I made this for the team of people who were helping poor me trying to get Mario and Luigi RPG 3!!! to work on my DS.

I never got it to work, but nonetheless, I made this.

I got Final Fantasy III and VII, Super Mario Bros. 2, and Mario and Luigi PiT in my head when making this.

Tell me your thoughts!


----------



## B-Blue (Mar 2, 2009)

I like it, good job!


----------



## Splych (Mar 3, 2009)

Awesome picture.

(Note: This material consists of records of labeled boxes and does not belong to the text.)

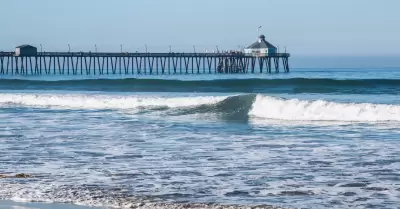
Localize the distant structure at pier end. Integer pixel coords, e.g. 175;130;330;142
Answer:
244;35;277;56
0;35;290;75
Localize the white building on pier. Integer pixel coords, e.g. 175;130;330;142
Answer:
244;35;277;56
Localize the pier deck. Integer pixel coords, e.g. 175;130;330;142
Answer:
0;52;290;75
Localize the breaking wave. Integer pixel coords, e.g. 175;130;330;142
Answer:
0;93;400;122
0;78;400;94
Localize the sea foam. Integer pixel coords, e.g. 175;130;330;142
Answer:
0;93;400;122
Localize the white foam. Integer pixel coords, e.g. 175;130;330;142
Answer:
0;93;400;122
249;95;400;122
0;93;226;109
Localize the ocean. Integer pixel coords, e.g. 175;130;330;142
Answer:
0;57;400;208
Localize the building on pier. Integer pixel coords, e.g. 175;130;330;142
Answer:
244;35;277;56
15;44;37;56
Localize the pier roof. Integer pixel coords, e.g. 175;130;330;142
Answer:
17;44;36;48
246;35;276;49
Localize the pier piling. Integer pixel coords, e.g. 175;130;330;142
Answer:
0;52;290;75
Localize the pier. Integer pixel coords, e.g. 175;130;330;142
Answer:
0;35;290;75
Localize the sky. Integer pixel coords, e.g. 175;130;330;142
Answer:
0;0;400;56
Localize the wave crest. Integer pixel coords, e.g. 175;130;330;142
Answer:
0;94;400;122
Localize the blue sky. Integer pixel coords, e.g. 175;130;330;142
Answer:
0;0;400;55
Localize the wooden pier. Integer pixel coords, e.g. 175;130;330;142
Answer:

For some reason, I feel like they are leaning back too much like they are stretching xD


----------



## Inferior_Design (Mar 3, 2009)

Awesome!  What did you use to add color?  You've got some skillz.


----------



## DDRPenguin (Mar 3, 2009)

Splych said:
			
		

> Awesome picture. For some reason, I feel like they are leaning back too much like they are stretching xD
> 
> Lol, yeah, I kinda got more concerned about when I saw toad, he's really leaning back. Thanks!
> 
> QUOTE(Inferior_Design @ Mar 3 2009, 11:41 AM) Awesome!  What did you use to add color?  You've got some skillz.



To add color, I used Adobe Photoshop CS2.

Thank you!


----------



## cocomonk22 (Mar 4, 2009)

Like you said, Toad looks to be leaning back a little too much, but other than that, it looks great!


----------



## Splych (Mar 5, 2009)

I can't wait to see future drawings by you. Also, another thing I noticed was with Luigi. He seems to lean back a little, but not as much as Toad.


----------